Most players think they should win if they play well. They give very little consideration  to the opponent’s game or how to exploit it. Identifying your opponent’s strengths and weaknesses  is an important skill to have. Every player’s game is like a combination lock. It’s tough to open, but with the right combination, you can unlock the secrets to success.

Scout the Opponent

Scouting takes practice just like everything else. Carry a notebook and write down what you see.

  • Do they have a better forehand than backhand?
  • Where do they make more mistakes?
  • Do they have a good first serve, but weak second serve?
  • Can they hit a good cross court forehand, but their down the line is weak?
  • How do they handle high balls?
  • What do they do when the ball is short – where do they hit to and what kind of spin do they use?.
  • When you hit an approach shot, do they pass cross court or down the line?
  • How often do they lob and when?
  • How well do they return wide serves and serves into the body?

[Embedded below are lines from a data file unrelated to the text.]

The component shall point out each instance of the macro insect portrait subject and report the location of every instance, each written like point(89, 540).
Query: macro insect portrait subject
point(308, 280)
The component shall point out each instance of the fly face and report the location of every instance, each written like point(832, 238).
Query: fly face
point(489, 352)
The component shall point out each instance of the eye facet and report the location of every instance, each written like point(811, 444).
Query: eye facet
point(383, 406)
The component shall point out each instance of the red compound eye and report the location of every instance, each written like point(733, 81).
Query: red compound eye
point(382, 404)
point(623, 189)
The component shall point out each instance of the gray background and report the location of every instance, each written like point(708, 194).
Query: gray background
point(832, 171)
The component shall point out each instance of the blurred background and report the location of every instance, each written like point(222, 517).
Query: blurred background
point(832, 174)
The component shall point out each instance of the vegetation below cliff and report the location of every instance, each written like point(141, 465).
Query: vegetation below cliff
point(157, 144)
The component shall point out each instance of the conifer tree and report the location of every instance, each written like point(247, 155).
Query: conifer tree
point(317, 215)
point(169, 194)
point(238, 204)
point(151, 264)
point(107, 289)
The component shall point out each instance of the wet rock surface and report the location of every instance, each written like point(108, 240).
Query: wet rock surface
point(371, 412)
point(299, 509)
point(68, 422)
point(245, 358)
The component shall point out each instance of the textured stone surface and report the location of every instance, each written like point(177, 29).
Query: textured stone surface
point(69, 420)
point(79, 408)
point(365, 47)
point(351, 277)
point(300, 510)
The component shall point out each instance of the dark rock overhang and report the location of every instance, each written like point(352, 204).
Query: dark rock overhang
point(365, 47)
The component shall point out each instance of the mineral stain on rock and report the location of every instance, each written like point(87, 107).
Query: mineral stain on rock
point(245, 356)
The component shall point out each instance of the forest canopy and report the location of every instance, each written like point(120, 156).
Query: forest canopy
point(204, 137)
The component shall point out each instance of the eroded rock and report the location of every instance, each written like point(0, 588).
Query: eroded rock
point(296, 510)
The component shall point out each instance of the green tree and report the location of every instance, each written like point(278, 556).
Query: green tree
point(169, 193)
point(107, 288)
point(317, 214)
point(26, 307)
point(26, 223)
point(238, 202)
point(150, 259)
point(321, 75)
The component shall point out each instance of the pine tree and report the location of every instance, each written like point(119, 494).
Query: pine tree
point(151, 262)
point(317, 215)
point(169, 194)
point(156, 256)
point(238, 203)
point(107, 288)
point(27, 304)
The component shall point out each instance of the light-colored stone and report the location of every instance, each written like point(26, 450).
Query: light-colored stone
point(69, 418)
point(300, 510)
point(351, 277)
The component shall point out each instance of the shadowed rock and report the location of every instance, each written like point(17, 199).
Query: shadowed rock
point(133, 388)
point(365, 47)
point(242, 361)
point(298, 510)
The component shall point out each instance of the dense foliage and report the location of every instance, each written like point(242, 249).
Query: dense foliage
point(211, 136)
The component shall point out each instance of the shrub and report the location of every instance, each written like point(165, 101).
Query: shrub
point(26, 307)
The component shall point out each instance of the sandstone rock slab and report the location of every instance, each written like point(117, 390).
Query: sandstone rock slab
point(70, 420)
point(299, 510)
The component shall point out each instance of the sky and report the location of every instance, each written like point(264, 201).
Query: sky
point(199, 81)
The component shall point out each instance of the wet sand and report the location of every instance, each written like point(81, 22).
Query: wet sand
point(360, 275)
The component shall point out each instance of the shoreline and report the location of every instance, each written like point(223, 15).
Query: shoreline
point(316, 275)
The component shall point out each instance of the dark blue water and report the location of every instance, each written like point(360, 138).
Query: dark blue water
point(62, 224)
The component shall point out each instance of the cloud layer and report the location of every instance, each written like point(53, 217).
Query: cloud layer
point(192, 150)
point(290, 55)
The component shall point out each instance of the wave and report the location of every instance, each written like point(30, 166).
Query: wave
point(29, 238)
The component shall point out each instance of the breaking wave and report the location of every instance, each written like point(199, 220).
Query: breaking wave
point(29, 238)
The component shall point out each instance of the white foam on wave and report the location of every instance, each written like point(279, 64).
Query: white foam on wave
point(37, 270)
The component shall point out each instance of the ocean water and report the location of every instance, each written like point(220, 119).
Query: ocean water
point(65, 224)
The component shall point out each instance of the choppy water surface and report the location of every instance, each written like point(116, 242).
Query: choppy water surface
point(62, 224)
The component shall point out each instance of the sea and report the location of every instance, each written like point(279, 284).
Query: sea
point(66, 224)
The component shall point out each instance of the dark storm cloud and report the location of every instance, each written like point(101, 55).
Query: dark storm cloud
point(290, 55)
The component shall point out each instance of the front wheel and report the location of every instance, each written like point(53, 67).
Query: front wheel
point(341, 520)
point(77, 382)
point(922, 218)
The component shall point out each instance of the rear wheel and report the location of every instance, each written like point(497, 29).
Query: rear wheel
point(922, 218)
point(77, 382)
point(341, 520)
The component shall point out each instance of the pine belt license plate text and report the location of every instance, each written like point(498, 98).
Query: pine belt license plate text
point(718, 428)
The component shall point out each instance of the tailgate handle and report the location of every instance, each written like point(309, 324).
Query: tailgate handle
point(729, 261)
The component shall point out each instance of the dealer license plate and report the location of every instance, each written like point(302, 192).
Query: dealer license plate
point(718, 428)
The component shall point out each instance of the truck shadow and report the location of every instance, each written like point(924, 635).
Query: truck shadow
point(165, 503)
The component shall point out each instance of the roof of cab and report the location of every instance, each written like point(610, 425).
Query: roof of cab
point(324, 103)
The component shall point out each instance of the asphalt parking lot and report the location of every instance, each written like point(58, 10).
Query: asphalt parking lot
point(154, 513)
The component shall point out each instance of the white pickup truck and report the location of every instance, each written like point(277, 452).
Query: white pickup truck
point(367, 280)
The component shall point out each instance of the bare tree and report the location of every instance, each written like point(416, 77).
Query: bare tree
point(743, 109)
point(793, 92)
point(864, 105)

One of the most important pieces of information you can write down about your opponent is what breaks down under pressure. Players will almost always go for a shot they can depend on under pressure. If the backhand is weak, they will run around it. Movement tends to break down under pressure. Players lose their legs when they get nervous. This is a time to move them away from the center of the court by going for the corners and angled shots.